Construct an iterator to generate all 5-partitions of 12.

 > $M≔\mathrm{PartitionFixedSize}\left(12,'\mathrm{parts}'=5\right):$
 > $\mathrm{Print}\left(M,'\mathrm{showrank}'\right):$
 1: 8 1 1 1 1  2: 7 2 1 1 1  3: 6 3 1 1 1  4: 5 4 1 1 1  5: 6 2 2 1 1  6: 5 3 2 1 1  7: 4 4 2 1 1  8: 4 3 3 1 1  9: 5 2 2 2 1 10: 4 3 2 2 1 11: 3 3 3 2 1 12: 4 2 2 2 2 13: 3 3 2 2 2

Extend the iterator to generate all partitions of 5 or less.

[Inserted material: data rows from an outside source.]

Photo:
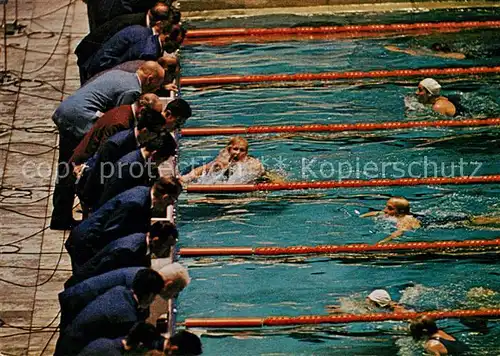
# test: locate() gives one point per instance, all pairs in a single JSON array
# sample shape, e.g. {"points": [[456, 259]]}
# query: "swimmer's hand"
{"points": [[370, 214]]}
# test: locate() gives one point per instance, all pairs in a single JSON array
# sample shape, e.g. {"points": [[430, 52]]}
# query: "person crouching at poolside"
{"points": [[397, 208], [233, 164], [377, 299], [428, 93]]}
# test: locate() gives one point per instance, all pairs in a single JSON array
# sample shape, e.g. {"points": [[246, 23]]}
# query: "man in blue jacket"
{"points": [[112, 314], [131, 43]]}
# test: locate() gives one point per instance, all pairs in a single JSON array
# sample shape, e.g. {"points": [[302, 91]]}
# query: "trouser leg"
{"points": [[64, 192]]}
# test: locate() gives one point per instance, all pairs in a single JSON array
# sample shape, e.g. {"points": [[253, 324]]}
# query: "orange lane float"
{"points": [[424, 72], [324, 249], [362, 126], [225, 32], [332, 319], [349, 183]]}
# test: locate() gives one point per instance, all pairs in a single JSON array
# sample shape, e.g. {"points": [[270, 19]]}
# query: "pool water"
{"points": [[305, 285]]}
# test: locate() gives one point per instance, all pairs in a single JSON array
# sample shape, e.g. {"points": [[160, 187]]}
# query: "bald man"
{"points": [[76, 115], [428, 93]]}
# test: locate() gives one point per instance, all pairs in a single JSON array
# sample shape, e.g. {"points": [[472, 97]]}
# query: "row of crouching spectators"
{"points": [[114, 133]]}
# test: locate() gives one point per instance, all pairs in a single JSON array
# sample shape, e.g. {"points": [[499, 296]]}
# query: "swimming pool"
{"points": [[299, 285]]}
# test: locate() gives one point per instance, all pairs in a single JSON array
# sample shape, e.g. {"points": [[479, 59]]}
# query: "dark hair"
{"points": [[179, 108], [187, 343], [176, 31], [441, 47], [159, 12], [167, 185], [164, 145], [423, 325], [151, 120], [163, 229], [142, 332], [146, 282]]}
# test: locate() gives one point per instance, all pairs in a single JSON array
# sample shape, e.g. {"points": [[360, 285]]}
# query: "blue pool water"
{"points": [[304, 285]]}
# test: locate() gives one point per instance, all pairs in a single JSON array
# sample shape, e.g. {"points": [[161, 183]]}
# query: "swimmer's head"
{"points": [[380, 298], [238, 148], [423, 326], [428, 89], [441, 47], [397, 206]]}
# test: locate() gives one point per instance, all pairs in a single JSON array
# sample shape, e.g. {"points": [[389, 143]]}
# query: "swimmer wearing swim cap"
{"points": [[428, 93], [399, 209]]}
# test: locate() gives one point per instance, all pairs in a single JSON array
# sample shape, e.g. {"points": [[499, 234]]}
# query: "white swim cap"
{"points": [[431, 85], [381, 297]]}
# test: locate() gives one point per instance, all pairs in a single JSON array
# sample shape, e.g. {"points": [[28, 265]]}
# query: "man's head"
{"points": [[159, 12], [151, 75], [380, 298], [150, 125], [146, 285], [397, 206], [162, 236], [161, 147], [150, 101], [176, 113], [183, 343], [238, 148], [164, 193], [428, 89], [175, 278]]}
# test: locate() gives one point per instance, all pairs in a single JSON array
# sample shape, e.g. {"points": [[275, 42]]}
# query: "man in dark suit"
{"points": [[117, 119], [139, 167], [130, 43], [101, 11], [150, 124], [132, 250], [127, 213], [94, 40], [75, 116], [112, 314]]}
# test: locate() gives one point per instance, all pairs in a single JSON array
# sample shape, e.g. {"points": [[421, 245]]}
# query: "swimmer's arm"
{"points": [[333, 309], [392, 236], [435, 348], [444, 107], [370, 214]]}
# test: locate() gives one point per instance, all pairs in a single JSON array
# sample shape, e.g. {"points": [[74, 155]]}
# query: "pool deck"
{"points": [[32, 271]]}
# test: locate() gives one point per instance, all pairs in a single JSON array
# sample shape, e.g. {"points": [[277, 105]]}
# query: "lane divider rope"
{"points": [[326, 249], [332, 319], [423, 72], [350, 183], [362, 126], [218, 32]]}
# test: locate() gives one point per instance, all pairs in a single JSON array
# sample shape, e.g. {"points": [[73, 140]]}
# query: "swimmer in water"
{"points": [[379, 298], [437, 341], [441, 50], [428, 93], [397, 208], [233, 165]]}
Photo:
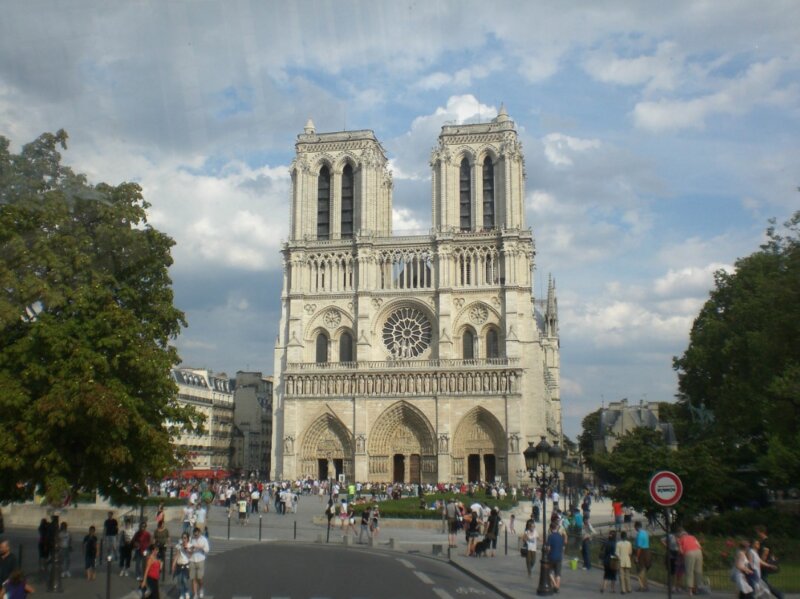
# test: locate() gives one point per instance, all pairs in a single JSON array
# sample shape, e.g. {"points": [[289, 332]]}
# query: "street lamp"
{"points": [[543, 463]]}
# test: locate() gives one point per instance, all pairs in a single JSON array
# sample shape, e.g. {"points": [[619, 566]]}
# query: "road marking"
{"points": [[405, 562]]}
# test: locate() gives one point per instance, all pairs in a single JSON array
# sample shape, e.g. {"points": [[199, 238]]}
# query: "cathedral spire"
{"points": [[551, 312]]}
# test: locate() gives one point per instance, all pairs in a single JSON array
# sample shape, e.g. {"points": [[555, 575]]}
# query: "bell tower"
{"points": [[478, 177], [341, 186]]}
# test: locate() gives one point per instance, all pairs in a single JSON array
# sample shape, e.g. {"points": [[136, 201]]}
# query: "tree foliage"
{"points": [[743, 359], [589, 429], [641, 453], [86, 319]]}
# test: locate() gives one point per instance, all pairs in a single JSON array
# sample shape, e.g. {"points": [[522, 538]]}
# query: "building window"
{"points": [[468, 341], [488, 194], [347, 202], [322, 348], [346, 348], [465, 195], [324, 203], [492, 344]]}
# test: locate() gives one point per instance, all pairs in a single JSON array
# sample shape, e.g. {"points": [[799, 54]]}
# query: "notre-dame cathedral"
{"points": [[412, 358]]}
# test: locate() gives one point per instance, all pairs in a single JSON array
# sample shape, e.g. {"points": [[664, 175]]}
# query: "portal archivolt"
{"points": [[402, 446], [327, 448], [479, 447]]}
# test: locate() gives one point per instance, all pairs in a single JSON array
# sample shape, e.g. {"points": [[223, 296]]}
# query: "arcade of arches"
{"points": [[403, 446]]}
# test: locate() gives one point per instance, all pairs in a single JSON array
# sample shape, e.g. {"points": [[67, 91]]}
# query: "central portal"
{"points": [[399, 470]]}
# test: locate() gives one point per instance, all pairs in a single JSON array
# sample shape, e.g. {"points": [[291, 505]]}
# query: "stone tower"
{"points": [[418, 358]]}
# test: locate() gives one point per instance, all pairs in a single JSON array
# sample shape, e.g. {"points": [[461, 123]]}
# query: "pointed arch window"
{"points": [[322, 348], [492, 344], [465, 195], [488, 193], [346, 348], [324, 203], [468, 342], [347, 202]]}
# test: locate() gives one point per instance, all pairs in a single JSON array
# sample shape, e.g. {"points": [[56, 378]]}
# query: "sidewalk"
{"points": [[504, 573]]}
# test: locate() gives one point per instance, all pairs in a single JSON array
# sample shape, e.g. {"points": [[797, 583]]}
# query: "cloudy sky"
{"points": [[658, 137]]}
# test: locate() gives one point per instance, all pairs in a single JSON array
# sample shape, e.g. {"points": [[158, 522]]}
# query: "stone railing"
{"points": [[438, 364], [478, 381]]}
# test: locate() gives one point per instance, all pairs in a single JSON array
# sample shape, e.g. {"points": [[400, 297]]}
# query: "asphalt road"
{"points": [[284, 570]]}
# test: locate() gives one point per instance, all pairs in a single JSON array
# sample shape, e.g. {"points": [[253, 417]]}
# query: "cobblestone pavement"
{"points": [[505, 573]]}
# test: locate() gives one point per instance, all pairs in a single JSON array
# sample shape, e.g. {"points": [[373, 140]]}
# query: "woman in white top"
{"points": [[742, 570], [180, 566], [531, 539]]}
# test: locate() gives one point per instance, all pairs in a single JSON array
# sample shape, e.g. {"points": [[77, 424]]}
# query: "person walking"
{"points": [[624, 552], [110, 533], [126, 547], [642, 554], [141, 541], [8, 561], [586, 547], [530, 538], [692, 554], [197, 566], [743, 572], [769, 561], [555, 554], [161, 538], [152, 572], [91, 551], [493, 523], [65, 547], [365, 519], [610, 562], [180, 567]]}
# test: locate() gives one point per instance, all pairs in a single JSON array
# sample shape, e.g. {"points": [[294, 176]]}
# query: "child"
{"points": [[91, 549]]}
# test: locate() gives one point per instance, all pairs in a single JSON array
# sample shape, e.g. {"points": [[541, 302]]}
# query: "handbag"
{"points": [[613, 563]]}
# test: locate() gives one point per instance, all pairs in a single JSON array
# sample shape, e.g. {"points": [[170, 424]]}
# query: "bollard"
{"points": [[108, 577]]}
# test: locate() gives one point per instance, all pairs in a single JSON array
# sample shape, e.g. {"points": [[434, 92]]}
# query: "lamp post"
{"points": [[543, 463]]}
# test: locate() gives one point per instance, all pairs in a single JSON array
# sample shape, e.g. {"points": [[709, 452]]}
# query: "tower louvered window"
{"points": [[347, 202], [488, 194], [464, 197], [324, 204]]}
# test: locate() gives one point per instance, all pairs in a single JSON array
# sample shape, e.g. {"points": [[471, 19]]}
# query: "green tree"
{"points": [[590, 428], [86, 319], [743, 359], [642, 452]]}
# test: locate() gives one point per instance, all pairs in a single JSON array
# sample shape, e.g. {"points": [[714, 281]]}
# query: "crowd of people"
{"points": [[625, 550]]}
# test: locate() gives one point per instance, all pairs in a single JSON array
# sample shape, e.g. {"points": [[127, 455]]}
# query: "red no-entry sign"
{"points": [[666, 488]]}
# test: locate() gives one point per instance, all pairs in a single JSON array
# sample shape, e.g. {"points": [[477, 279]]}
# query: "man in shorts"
{"points": [[198, 550]]}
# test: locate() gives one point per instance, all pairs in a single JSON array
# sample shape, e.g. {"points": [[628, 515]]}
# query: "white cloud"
{"points": [[659, 71], [688, 281], [734, 97], [560, 149]]}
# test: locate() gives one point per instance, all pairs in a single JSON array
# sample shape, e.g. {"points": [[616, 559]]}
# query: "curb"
{"points": [[481, 580]]}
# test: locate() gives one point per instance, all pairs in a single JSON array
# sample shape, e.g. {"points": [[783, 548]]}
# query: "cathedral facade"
{"points": [[412, 358]]}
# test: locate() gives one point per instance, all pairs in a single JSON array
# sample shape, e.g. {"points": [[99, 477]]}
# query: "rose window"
{"points": [[407, 333]]}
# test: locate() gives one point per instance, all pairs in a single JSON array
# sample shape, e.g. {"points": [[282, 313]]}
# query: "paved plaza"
{"points": [[503, 575]]}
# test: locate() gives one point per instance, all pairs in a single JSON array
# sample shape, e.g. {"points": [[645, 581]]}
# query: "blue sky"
{"points": [[659, 138]]}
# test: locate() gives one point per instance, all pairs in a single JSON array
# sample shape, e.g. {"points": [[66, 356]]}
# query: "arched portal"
{"points": [[402, 446], [327, 449], [479, 448]]}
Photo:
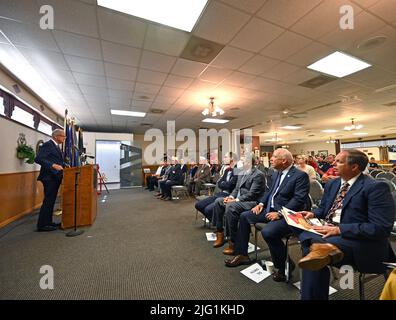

 > $N≔\mathrm{Object}\left(M,'\mathrm{maxparts}'=5\right):$
 > $\mathrm{Print}\left(N,'\mathrm{showrank}'\right):$
 1: 12 0 0 0 0  2: 11 1 0 0 0  3: 10 2 0 0 0  4: 9 3 0 0 0  5: 8 4 0 0 0  6: 7 5 0 0 0  7: 6 6 0 0 0  8: 10 1 1 0 0  9: 9 2 1 0 0 10: 8 3 1 0 0 11: 7 4 1 0 0 12: 6 5 1 0 0 13: 8 2 2 0 0 14: 7 3 2 0 0 15: 6 4 2 0 0 16: 5 5 2 0 0 17: 6 3 3 0 0 18: 5 4 3 0 0 19: 4 4 4 0 0 20: 9 1 1 1 0 21: 8 2 1 1 0 22: 7 3 1 1 0 23: 6 4 1 1 0 24: 5 5 1 1 0 25: 7 2 2 1 0 26: 6 3 2 1 0 27: 5 4 2 1 0 28: 5 3 3 1 0 29: 4 4 3 1 0 30: 6 2 2 2 0 31: 5 3 2 2 0 32: 4 4 2 2 0 33: 4 3 3 2 0 34: 3 3 3 3 0 35: 8 1 1 1 1 36: 7 2 1 1 1 37: 6 3 1 1 1 38: 5 4 1 1 1 39: 6 2 2 1 1 40: 5 3 2 1 1 41: 4 4 2 1 1 42: 4 3 3 1 1 43: 5 2 2 2 1 44: 4 3 2 2 1 45: 3 3 3 2 1 46: 4 2 2 2 2 47: 3 3 2 2 2

References

 1. Knuth, Donald Ervin. The Art of Computer Programming, volume 4, fascicle 3; generating all combinations and partitions, sec. 7.2.1.4, generating all partitions, algorithm H, partitions into m parts, p. 38, and p. 110, answer 2.

Compatibility

 • The Iterator[PartitionFixedSize] command was introduced in Maple 2016.